Her şeyden öte mevcut konjonktürde Kürt meselesinin siyasi ve hukuki zeminlere taşınması, dahası ülkenin temel meselesinde konuşabiliyor olmak “politikayı” dönüştürüyor ve geri getiriyor. Bu dönüşüm MHP’ye yeni bir siyaset alanı açıyor. AKP’ye bir şans tanıyor. DEM’e Türkiye siyaseti yapma olanağı sunuyor ve DEM’i Türkiye’deki Kürt meselesinin, Kürt temsiliyetinin kalbi haline getiriyor. CHP’yi ise tarihsel ve güncel meselelerde demokratik zeminlerin tahrip edildiği bir atmosferde gerçek bir demokrasi mücadelesi vermeye çağırıyor.
CHP’nin yaşadığı ve CHP’ye yaşatılan kriz, salt bir siyasi parti, ya da partiler arası rekabet sonucu yaşanan güncel bir kriz değildir. Yaşanan kriz hem devlet, hem rejim, hem parti krizidir. Tam da bu nedenle CHP’nin yaşadığı çoklu kriz ülkenin tüm dinamiklerini doğrudan bağlamaktadır.

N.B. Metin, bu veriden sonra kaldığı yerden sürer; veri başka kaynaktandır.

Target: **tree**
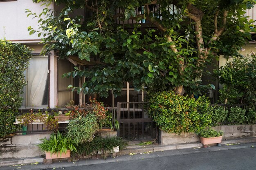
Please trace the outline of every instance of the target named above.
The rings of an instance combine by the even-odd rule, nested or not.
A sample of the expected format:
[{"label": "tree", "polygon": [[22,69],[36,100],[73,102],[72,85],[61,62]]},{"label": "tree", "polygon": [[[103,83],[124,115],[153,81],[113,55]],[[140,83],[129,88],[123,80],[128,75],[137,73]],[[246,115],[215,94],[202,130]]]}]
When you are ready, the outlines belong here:
[{"label": "tree", "polygon": [[31,51],[20,44],[0,40],[0,137],[15,132],[13,125],[26,84],[27,70]]},{"label": "tree", "polygon": [[[75,67],[64,76],[85,76],[88,81],[78,91],[105,97],[109,90],[119,94],[126,81],[137,91],[146,86],[200,94],[207,64],[221,54],[239,56],[255,31],[253,21],[244,16],[253,0],[55,0],[66,7],[56,15],[47,7],[51,0],[34,0],[47,7],[39,15],[27,10],[42,29],[29,27],[30,34],[43,34],[44,51],[54,50],[62,57],[99,57],[102,64]],[[70,17],[81,8],[88,12],[84,20]],[[135,23],[124,24],[128,20]]]},{"label": "tree", "polygon": [[220,83],[220,99],[222,103],[256,103],[256,56],[236,58],[214,73]]}]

Mevcut kriz hali CHP’ye uzun süre sonra yapay gündemler yerine demokratik ve meşru bir zeminde toplumcu bir siyaset yapabilme olanağını da sunuyor. Halk iradesiyle gasp edilen belediyeler var. Seçilmiş belediye başkanları cezaevlerine kapatılıyor. Bunun yanında Kürt meselesi CHP’nin de uzun süreden beri talep ettiği Meclis zeminine taşınmış durumda. CHP şikayet etmeden, mazlum veya mağdur rolüne girmeden ve de en önemlisi oraya buraya “savrulmadan” gerçek bir demokrasi mücadelesi vererek bu krizlerle baş edebilir. Bu kapasite bugünün CHP’sinde fazlasıyla var.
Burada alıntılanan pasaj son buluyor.